Re: Avoid index rebuilds for no-rewrite ALTER TABLE ALTER TYPE

From: Noah Misch <noah(at)leadboat(dot)com>
To: Robert Haas <robertmhaas(at)gmail(dot)com>
Cc: pgsql-hackers(at)postgresql(dot)org
Subject: Re: Avoid index rebuilds for no-rewrite ALTER TABLE ALTER TYPE
Date: 2011-06-28 19:40:39
Message-ID: 20110628194039.GB10430@tornado.leadboat.com
Views: Raw Message | Whole Thread | Download mbox | Resend email
Thread:
Lists: pgsql-hackers

On Tue, Jun 28, 2011 at 02:11:11PM -0400, Robert Haas wrote:
> On Mon, Jun 27, 2011 at 10:43 PM, Noah Misch <noah(at)leadboat(dot)com> wrote:
> > On Mon, Jun 27, 2011 at 03:45:43PM -0400, Robert Haas wrote:
> >> On Wed, Jun 15, 2011 at 1:03 AM, Noah Misch <noah(at)leadboat(dot)com> wrote:
> >> > [patch to avoid index rebuilds]
> >>
> >> With respect to the documentation hunks, it seems to me that the first
> >> hunk might be made clearer by leaving the paragraph of which it is a
> >> part as-is, and adding another paragraph afterwards beginning with the
> >> words "In addition".
> >
> > The added restriction elaborates on the transitivity requirement, so I wanted to
> > keep the new language adjacent to that.
>
> That makes sense, but it reads a bit awkwardly to me.

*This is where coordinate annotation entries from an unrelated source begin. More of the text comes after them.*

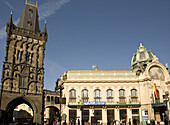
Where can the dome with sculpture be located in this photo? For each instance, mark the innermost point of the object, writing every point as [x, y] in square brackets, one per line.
[141, 58]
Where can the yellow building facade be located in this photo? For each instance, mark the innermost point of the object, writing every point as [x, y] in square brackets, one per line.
[102, 96]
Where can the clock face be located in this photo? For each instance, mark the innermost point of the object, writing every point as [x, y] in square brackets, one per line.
[156, 74]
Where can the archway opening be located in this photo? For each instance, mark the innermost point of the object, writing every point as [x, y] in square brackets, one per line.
[20, 111]
[23, 114]
[51, 115]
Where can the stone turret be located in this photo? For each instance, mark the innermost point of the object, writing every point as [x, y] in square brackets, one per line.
[140, 59]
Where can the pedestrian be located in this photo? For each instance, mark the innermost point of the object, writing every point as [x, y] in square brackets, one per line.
[78, 122]
[108, 122]
[148, 122]
[114, 122]
[129, 121]
[64, 122]
[166, 121]
[134, 121]
[117, 122]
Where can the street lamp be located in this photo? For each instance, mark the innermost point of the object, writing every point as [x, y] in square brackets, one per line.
[167, 101]
[82, 121]
[60, 88]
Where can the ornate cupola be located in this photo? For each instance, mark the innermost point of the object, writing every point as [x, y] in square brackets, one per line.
[29, 18]
[140, 59]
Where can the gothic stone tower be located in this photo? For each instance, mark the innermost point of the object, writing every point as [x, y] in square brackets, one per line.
[23, 68]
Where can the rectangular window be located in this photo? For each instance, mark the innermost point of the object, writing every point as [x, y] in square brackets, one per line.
[123, 114]
[32, 55]
[18, 54]
[56, 100]
[98, 114]
[135, 111]
[21, 54]
[85, 114]
[110, 114]
[72, 116]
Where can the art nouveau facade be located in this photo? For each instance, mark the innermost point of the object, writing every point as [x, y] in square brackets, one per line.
[100, 95]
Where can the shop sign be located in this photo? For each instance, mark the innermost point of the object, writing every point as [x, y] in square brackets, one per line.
[145, 114]
[93, 103]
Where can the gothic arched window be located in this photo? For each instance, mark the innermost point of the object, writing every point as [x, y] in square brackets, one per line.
[85, 95]
[122, 97]
[134, 95]
[72, 95]
[109, 95]
[97, 95]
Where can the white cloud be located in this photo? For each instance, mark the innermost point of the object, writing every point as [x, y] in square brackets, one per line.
[50, 7]
[8, 4]
[53, 72]
[45, 10]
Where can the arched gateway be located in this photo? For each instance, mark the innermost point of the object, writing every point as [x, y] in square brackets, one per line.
[23, 68]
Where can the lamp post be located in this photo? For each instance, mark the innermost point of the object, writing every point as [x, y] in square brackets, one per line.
[60, 88]
[167, 104]
[82, 121]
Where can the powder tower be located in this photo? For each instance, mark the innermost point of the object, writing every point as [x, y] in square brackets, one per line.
[23, 68]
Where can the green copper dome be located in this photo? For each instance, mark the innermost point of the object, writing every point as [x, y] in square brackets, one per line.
[141, 57]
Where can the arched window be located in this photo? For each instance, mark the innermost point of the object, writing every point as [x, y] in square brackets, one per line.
[72, 95]
[85, 95]
[157, 98]
[122, 97]
[134, 95]
[109, 95]
[97, 95]
[52, 98]
[48, 98]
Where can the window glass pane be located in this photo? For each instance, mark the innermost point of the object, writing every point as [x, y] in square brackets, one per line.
[150, 55]
[134, 58]
[72, 116]
[85, 115]
[142, 55]
[110, 114]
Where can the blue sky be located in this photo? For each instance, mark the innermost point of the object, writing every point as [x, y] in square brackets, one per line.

Maybe it's just
> that the sentence itself is so complicated that I have difficulty
> understanding it. I guess it's the same problem as with the text you
> added about hash indexes: without thinking about it, it's hard to
> understand what territory is covered by the new sentence that is not
> covered by what's already there. In the case of the hash indexes, I
> think I have it figured out: we already know that we must get
> compatible hash values out of logically equal values of different
> datatypes. But it's possible that the inter-type cast changes the
> value in some arbitrary way and then compensates for it by defining
> the hash function in such a way as to compensate. Similarly, for
> btrees, we need the relative ordering of A and B to remain the same
> after casting within the opfamily, not to be rearranged somehow.
> Maybe the text you've got is OK to explain this, but I wonder if
> there's a way to do it more simply.

That's basically right, I think. Presently, there is no connection between
casts and operator family notions of equality. For example, a cast can change
the hash value. In general, that's not wrong. However, I wish to forbid it
when some hash operator family covers both the source and destination types of
the cast. Note that, I don't especially care whether the stored bits changed or
not. I just want casts to preserve equality when an operator family defines
equality across the types involved in the cast. The specific way of
articulating that is probably vulnerable to improvement.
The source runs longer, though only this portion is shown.